PNC’s First-Year Experience Pilot Program represents the best collaborative efforts of faculty, administration, and staff to provide resources for the success of first-year students, and introduce PNC’s General Education curriculum.
Information for Students and Parents
- FYE Overview
- What’s In the Course
- How It Counts
What’s the difference between college and high school? Why do you still have to take courses outside of your major? What’s with all these letters—BABS, ECE, ECET, etc.? What’s the best way to take the courses I need and graduate quickly, and without much debt? How do I pick a major? How do I know my major works for me?
New college students have a lot of questions: the First-Year Experience (FYE) at PNC is designed to provide answers, to help students find their way around the university, get comfortable, and be successful here and beyond.
It’s also a “serious” course: you read challenging things, you write papers, you think, you talk in class.
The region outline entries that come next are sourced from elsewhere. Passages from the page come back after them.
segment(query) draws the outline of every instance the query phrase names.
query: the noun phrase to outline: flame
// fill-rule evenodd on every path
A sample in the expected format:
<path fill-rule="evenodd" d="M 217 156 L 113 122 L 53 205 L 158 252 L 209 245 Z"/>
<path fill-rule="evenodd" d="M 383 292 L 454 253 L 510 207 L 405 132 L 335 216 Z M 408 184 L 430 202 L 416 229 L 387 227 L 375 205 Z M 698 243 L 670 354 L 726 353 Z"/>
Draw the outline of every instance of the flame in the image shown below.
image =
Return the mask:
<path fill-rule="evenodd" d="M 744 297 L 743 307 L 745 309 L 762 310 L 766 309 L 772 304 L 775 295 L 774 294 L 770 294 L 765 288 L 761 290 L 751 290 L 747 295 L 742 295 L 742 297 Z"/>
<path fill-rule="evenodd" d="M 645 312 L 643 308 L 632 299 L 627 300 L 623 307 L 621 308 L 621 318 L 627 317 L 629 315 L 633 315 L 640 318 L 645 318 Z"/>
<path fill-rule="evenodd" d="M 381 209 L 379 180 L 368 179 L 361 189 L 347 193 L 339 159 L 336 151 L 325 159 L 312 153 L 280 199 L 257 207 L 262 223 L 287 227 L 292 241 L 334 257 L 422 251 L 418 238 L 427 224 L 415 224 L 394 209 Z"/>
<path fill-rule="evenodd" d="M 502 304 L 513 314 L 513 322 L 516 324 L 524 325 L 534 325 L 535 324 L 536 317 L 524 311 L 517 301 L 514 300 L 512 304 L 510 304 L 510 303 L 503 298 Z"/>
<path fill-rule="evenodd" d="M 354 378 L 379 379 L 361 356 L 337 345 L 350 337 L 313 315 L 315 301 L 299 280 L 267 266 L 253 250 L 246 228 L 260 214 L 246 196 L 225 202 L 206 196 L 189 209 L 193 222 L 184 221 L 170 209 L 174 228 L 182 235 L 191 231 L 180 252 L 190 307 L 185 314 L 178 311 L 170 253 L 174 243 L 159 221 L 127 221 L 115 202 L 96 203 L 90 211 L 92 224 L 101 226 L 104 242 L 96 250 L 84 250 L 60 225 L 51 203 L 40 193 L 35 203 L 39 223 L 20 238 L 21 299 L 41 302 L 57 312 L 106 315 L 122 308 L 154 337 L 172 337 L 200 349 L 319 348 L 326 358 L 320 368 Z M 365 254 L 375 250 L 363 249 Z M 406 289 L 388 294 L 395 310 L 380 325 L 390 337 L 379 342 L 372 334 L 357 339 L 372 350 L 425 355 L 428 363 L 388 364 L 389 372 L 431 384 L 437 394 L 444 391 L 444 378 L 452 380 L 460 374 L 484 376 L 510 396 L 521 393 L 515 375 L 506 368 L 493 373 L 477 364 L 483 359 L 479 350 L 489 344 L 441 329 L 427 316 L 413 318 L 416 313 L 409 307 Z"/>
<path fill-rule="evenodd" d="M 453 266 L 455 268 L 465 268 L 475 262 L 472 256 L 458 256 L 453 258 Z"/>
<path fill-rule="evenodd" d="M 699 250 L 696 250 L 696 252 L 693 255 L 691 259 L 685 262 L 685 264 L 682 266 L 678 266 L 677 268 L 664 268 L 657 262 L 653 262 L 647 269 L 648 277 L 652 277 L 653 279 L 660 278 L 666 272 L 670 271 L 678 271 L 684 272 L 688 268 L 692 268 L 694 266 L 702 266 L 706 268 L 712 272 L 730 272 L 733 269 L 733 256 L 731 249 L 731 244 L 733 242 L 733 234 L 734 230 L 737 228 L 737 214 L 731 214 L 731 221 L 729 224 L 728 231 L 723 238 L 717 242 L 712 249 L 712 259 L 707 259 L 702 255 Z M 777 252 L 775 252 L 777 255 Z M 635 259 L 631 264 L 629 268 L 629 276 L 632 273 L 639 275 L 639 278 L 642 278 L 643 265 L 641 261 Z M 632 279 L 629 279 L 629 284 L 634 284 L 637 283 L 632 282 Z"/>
You are pressed to be an “active learner,” not simply take what’s served up to you. College is about that.
And it’s an “interdisciplinary” course. Instead of Sociology 100, or another introductory course with a name like “Biology” or “English” or “History” in front of it, you’re taking a course created by professors from different departments who have gotten together to teach. That means you get to see what those different fields offer, how different professors think and what they want from you as a university student.
Who’s the course for?
First-years. All of them. Confident students will find plenty to chew on; less confident students receive plentiful support from the instructional staff. Your success is the point.
What’s in the Course
So what do we actually do in FYE? We provide you with skills for college success, put you in touch with resources on campus, and introduce you to the various parts of the college. We also introduce college-level general education, and specifically address three areas: interdisciplinary study through big questions, critical thinking, and foundations and skills for lifelong learning. The course is built around big questions—three of them, in fact. They are (1) What is the relationship between prosperity and happiness? (2) What is college for? (3) How much does your past determine your future? Each of those questions leads up to a major assignment: a critical journal, an essay, and a group presentation. Other assignments are woven in. The detailed schedule provides much more detail, but here are the big things:
- note taking, reading for comprehension and retention
- weekly schedule
- 4-year graduation plan
- scavenger hunt for university resources
- career investigation/major investigation
- resume and cover letter
- three essay exams, in class
- short online writing assignments—journals and discussions (about one per class)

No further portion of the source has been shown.